Franca Pia Rame (* 18. Juli 1929 in Parabiago, Provinz Mailand; † 29. Mai 2013 in Mailand) war eine italienische Schauspielerin, Theaterautorin und Dramaturgin. Sie arbeitete jahrzehntelang künstlerisch eng mit ihrem Mann Dario Fo zusammen, mit dem gemeinsam sie Theaterkompanien leitete, zahlreiche Stücke entwickelte und aufführte. Rame war auch politische Aktivistin und gehörte von 2006 bis 2008 für die Partei Italia dei Valori dem italienischen Senat an.

Leben

Franca Rame stammte aus einer der damals noch durchs Land ziehenden Familien von Volksschauspielern. Ihre Mutter war Lehrerin und strenge Katholikin. Mit acht Jahren stand sie erstmals auf der Bühne. 1949, knapp 20 Jahre alt, verließ sie ihre Familie und wurde Revueschauspielerin bei den populärsten Theatergruppen. Ein Titelfoto machte sie über Nacht berühmt. 1951 lernten sich der Publikumsliebling Franca Rame und Dario Fo bei der Arbeit im Theater kennen. Fo war von Beruf Architekt, hatte aber zu der Zeit auch schon zwei Jahre auf und für Theaterbühnen gearbeitet.

1953 spielte Franca Rame (am Piccolo Teatro in Mailand) erstmals mit Dario Fo zusammen in einem von ihm und Co-Autoren geschriebenen Stück: Il dito nell′occhio („Der Finger im Auge“).

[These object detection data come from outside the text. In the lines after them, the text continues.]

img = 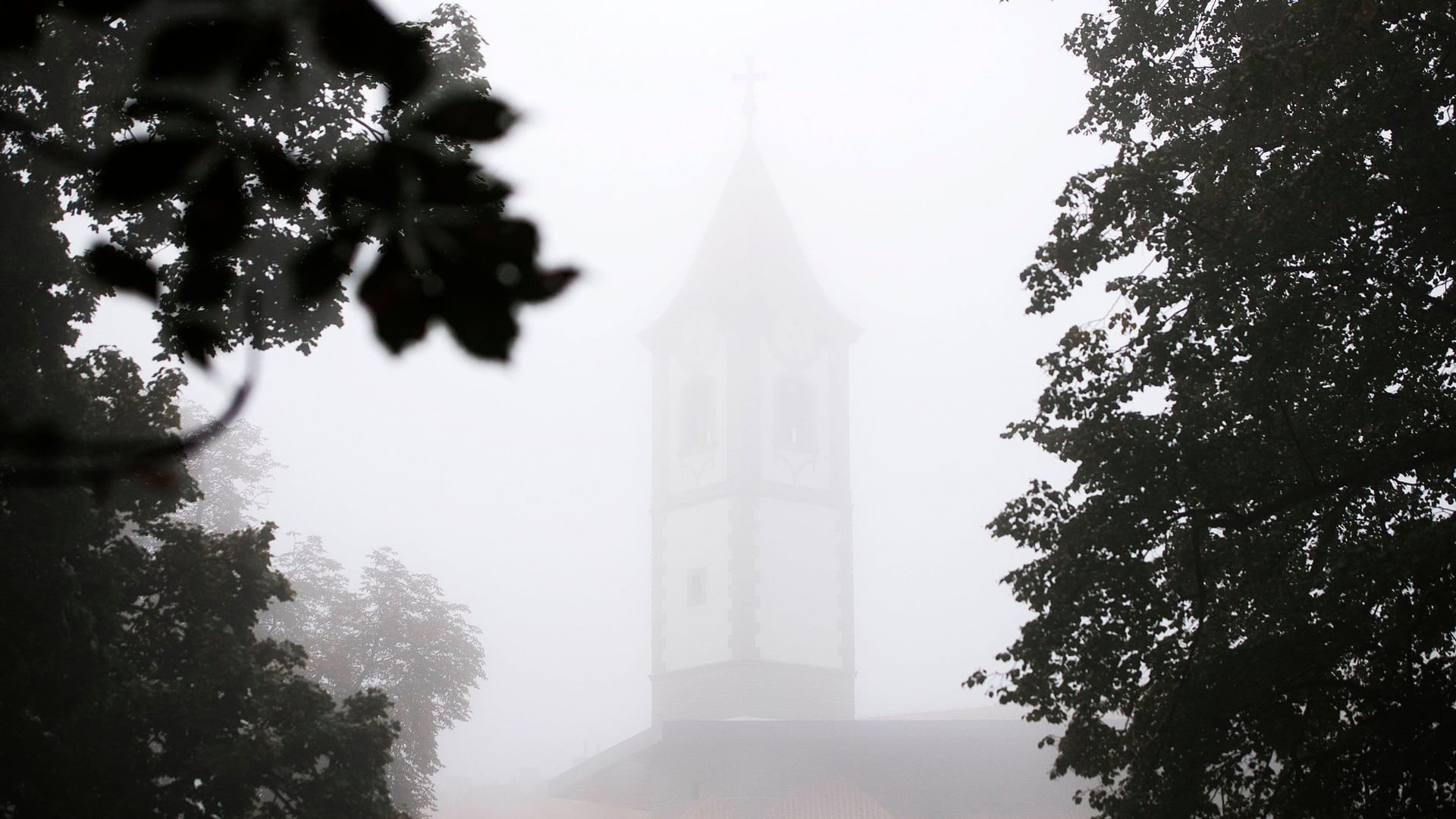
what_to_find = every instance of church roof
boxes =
[645,137,853,340]
[551,718,1086,819]
[763,775,896,819]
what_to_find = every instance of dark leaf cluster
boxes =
[0,0,575,363]
[992,0,1456,817]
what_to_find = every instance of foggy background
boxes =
[84,0,1112,808]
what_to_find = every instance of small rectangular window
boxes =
[679,376,715,455]
[687,568,708,606]
[774,375,815,452]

Ebenfalls am Piccolo Teatro entstand 1954 mit Sani da legare („Zum Fesseln gesund“) die erste satirische Revue der Nachkriegszeit. Beide Stücke spalten die Kritiker und rufen wütende Proteste kirchlicher Kreise hervor. Rame und Fo heirateten 1954 in Mailand, ein Jahr später kam ihr einziges Kind, der Sohn Jacopo Fo, zur Welt. Fo schrieb 1956 das Treatment für den Film Lo svitato („Der Abgedrehte“), in dem Franca Rame und Dario Fo die Hauptrollen spielten. Das Paar zog nach Rom um, es folgten erfolglose Arbeiten fürs Kino.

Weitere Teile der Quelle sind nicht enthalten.